# no sound is coming out my DEQ 2496



## gigone (Jul 17, 2010)

I hope you're are going to excuse my super-newbie question.

After having fiddle with my DEQ 2496 now I'm incurred in this situation: the equalizer does process the sound coming from my ECM 8000 but nothing is getting out my speakers but the pink noise internally produced...

The system is hooked in the following way: blu ray player - Yamaha RX-V765 (from the Pre-out plugs) - Behringer DEQ 2496 - AERON A7.

The Behringer is receiving the signals from the main input as I can cleary see the meeters moving according to the music but nothing is coming out the speakers.
I'm sure that I messed up with some parameters that are "muting" the output plugs of my behringer.

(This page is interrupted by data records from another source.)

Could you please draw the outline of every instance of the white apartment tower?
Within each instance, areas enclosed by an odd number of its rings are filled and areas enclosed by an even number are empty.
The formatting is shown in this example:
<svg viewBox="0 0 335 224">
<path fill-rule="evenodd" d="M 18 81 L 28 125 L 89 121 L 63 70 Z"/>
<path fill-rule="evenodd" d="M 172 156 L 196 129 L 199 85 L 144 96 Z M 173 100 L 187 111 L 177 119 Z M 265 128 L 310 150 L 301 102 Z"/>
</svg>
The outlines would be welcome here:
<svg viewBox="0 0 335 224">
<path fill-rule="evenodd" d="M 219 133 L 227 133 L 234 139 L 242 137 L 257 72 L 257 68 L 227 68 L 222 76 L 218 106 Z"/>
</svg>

I would really appreciate any help.

Luigi
ITALY


----------



## Wayne A. Pflughaupt (Apr 13, 2006)

Never used one of these, but I’d suggest checking the I/O menu of the Utility Menu. See P. 13 of the manual.

Regards,
Wayne


----------



## gigone (Jul 17, 2010)

I've tried to fiddle with that menu but with no luck.
The thing that is most astonishing is the fact that even with the unity turned off the speakers are not working.... :-?


----------



## cast55 (Dec 30, 2010)

If you think you have screwed up the settings, you can restore the original factory data as follows:

1) press [memory]
2) rotate the big knob until item 0 - initial data is displayed
3) press * (recall preset)
4) press  (OK)
5) press [I/O]
6) on I/O page 1, make sure that the input corresponds to the input you are using
7) on I/O page 2, make sure that the output corresponds to the output you are using

-Sean*


----------